Pas sûr qu’une chancellerie africaine aurait accordé l’asile politique à Julian Assange. En dévoilant les secrets des grandes puissances, Wikileaks n’a pas ménagé le continent noir.

On se croirait dans une nouvelle guerre froide avec des relents de conflits géopolitico-diplomatiques. Pas de confrontation est-ouest, cette fois, mais une opposition entre des pays du Nord et des non-alignés du Sud.
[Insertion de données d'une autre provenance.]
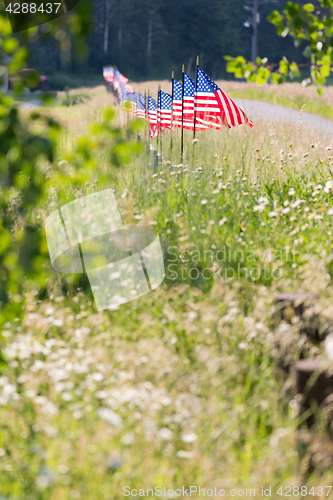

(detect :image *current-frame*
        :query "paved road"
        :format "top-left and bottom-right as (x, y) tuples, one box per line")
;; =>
(234, 99), (333, 134)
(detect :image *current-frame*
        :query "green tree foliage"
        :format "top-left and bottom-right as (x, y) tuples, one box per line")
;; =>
(225, 0), (333, 94)
(26, 0), (303, 84)
(0, 5), (139, 325)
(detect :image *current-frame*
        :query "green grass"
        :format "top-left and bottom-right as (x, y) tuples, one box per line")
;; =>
(48, 71), (104, 90)
(229, 88), (333, 120)
(0, 100), (333, 500)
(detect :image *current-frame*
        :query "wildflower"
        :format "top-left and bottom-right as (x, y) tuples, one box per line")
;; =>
(58, 465), (68, 474)
(97, 408), (122, 427)
(258, 196), (269, 205)
(177, 450), (193, 458)
(253, 204), (265, 212)
(290, 199), (305, 208)
(181, 432), (198, 443)
(158, 427), (173, 441)
(324, 181), (333, 193)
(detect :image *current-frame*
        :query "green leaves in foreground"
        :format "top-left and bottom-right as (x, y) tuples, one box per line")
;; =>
(225, 0), (333, 94)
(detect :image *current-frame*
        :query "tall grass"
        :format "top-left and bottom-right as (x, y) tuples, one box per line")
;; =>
(0, 88), (333, 500)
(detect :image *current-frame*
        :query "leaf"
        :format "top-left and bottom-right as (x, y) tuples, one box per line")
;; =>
(303, 3), (315, 12)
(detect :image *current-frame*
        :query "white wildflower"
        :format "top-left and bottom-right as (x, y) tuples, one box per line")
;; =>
(158, 427), (173, 441)
(219, 217), (228, 226)
(97, 408), (122, 427)
(181, 432), (198, 443)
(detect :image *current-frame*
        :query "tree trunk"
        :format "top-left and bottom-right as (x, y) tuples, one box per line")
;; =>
(147, 18), (153, 64)
(103, 0), (110, 54)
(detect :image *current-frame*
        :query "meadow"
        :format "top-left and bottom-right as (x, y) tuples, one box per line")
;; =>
(0, 83), (333, 500)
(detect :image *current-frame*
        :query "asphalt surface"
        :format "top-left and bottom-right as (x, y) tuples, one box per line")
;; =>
(234, 99), (333, 134)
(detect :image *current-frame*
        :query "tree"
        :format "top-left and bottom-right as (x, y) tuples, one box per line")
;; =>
(225, 0), (333, 94)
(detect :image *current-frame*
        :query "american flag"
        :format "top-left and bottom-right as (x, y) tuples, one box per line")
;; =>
(103, 66), (114, 83)
(195, 68), (222, 129)
(172, 79), (183, 127)
(148, 96), (158, 137)
(136, 94), (146, 120)
(172, 75), (207, 130)
(195, 68), (254, 128)
(157, 90), (172, 130)
(125, 92), (138, 115)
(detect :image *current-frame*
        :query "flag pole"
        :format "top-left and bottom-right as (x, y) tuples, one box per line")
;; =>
(193, 56), (199, 141)
(158, 85), (163, 164)
(180, 64), (185, 164)
(157, 84), (162, 156)
(145, 93), (150, 168)
(170, 71), (175, 163)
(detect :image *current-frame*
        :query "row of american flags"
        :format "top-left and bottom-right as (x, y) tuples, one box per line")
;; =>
(104, 66), (254, 138)
(103, 66), (134, 101)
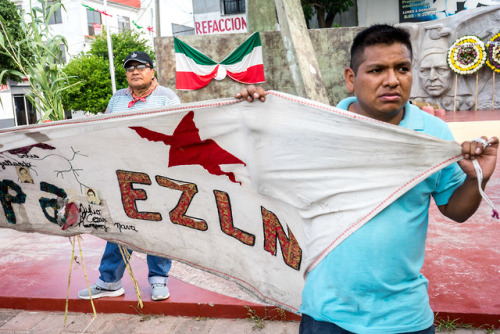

D’un côté, la Suède qui demande au Foreign Office britannique d’extrader le fondateur du site “lanceur d’alerte” WikiLeaks, avec l’inavouée bénédiction des Etats-Unis. De l’autre, l’Equateur qui héberge Julian Assange dans son ambassade londonienne, depuis deux mois, et vient d’accepter sa demande d’asile politique, sous le regard plutôt bienveillant de l’Union des nations sud-américaines (Unasur) et de l’Alliance bolivarienne pour les Amériques (Alba).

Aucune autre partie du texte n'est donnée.